Department of Orthopedic Surgery and Traumatology, Ghent University Hospital, Ghent, Belgium.
Department of Rehabilitation Sciences and Physiotherapy, Ghent University, Ghent, Belgium.
Am J Sports Med. 2022 Jun;50(7):1971-1982. doi: 10.1177/03635465221095231. Epub 2022 May 9.
Although the coracoclavicular (CC) ligaments are classically reconstructed after acromioclavicular (AC) joint injuries, biomechanical studies over the past decade have indicated the importance of an additional reconstruction of the AC ligaments. To date, no kinematic study has investigated the kinematic differences between these reconstruction strategies.
To evaluate the restoration of shoulder motion after an AC injury using a CC ligament, an AC ligament, or a combined reconstruction technique.
Controlled laboratory study.
After creating a Rockwood grade V lesion in 14 cadaveric shoulders, the AC joint injury was treated with either a CC ligament reconstruction using a suspension device, an in situ AC ligament reconstruction using 2 coupled soft tissue anchors, or a combination of these 2 techniques. Joint motions were registered during humerothoracic elevation in the coronal plane and protraction in the intact shoulder in a Rockwood V lesion and after the 3 reconstruction strategies. An optical navigation system measured 3-dimensional rotation in the sternoclavicular and scapulothoracic joints, and both rotation and translation were analyzed in the AC joint.
In the sternoclavicular joint, the CC and combined reconstruction techniques adequately restored clavicular axial rotation, while the AC reconstruction technique showed a better correction of clavicular elevation. Scapulothoracic joint rotations were best restored by reconstructing the AC ligaments. In the AC joint, the relative tilting position and the lateral rotation of the scapula compared with the clavicle were best restored by the suspension device and combined reconstruction. The AC ligament reconstruction technique demonstrated a better restoration of the relative protracted position and resulted in a better correction of the translation of the scapula relative to the clavicle.
This study illustrates that there are kinematic differences between AC, CC, or combined ligament reconstruction strategies. Although each technique was able to restore different elements of the joint kinematics, none of the strategies completely restored the shoulder girdle to its preinjured state.
Humerothoracic movements after Rockwood V lesions are best restored using the CC reconstruction technique, and scapulothoracic movements are best restored using the AC ligament reconstruction technique.
尽管喙锁(CC)韧带在肩锁(AC)关节损伤后通常被重建,但过去十年的生物力学研究表明,AC 韧带的重建也很重要。
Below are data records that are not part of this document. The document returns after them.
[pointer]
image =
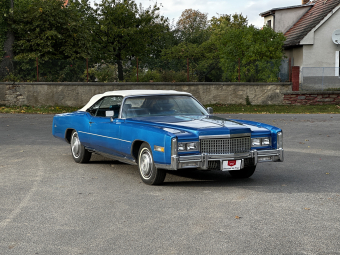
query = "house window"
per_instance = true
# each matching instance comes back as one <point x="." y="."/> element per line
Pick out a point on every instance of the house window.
<point x="269" y="23"/>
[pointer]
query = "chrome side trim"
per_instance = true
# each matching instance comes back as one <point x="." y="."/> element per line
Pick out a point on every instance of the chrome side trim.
<point x="113" y="138"/>
<point x="121" y="159"/>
迄今为止,尚无运动学研究调查这些重建策略之间的运动学差异。
使用 CC 韧带、AC 韧带或联合重建技术评估 AC 损伤后的肩部运动恢复情况。
对照实验室研究。
在 14 个尸体肩部造成 Rockwood 等级 V 损伤后,AC 关节损伤分别采用 CC 韧带重建(使用悬吊装置)、AC 韧带原位重建(使用 2 个耦合的软组织锚钉)或这两种技术的联合治疗。在完整肩部的冠状面和前向牵引中,在 Rockwood V 损伤和 3 种重建策略后,测量肩胸抬高时关节运动。光学导航系统测量胸锁关节和肩胛胸关节的三维旋转,分析 AC 关节的旋转和平移。
在胸锁关节中,CC 和联合重建技术足以恢复锁骨的轴向旋转,而 AC 重建技术显示出更好的锁骨抬高矫正。AC 韧带重建最能恢复肩胛胸关节旋转。在 AC 关节中,与锁骨相比,悬吊装置和联合重建最能恢复肩胛骨的相对倾斜位置和外旋。AC 韧带重建技术对肩胛骨的相对前伸位置的恢复更好,并且可以更好地矫正相对于锁骨的肩胛骨的平移。
本研究表明,AC、CC 或联合韧带重建策略之间存在运动学差异。尽管每种技术都能够恢复关节运动学的不同元素,但没有一种策略能够完全将肩部恢复到受伤前的状态。
Rockwood V 损伤后,胸锁关节运动最好采用 CC 重建技术恢复,肩胛胸关节运动最好采用 AC 韧带重建技术恢复。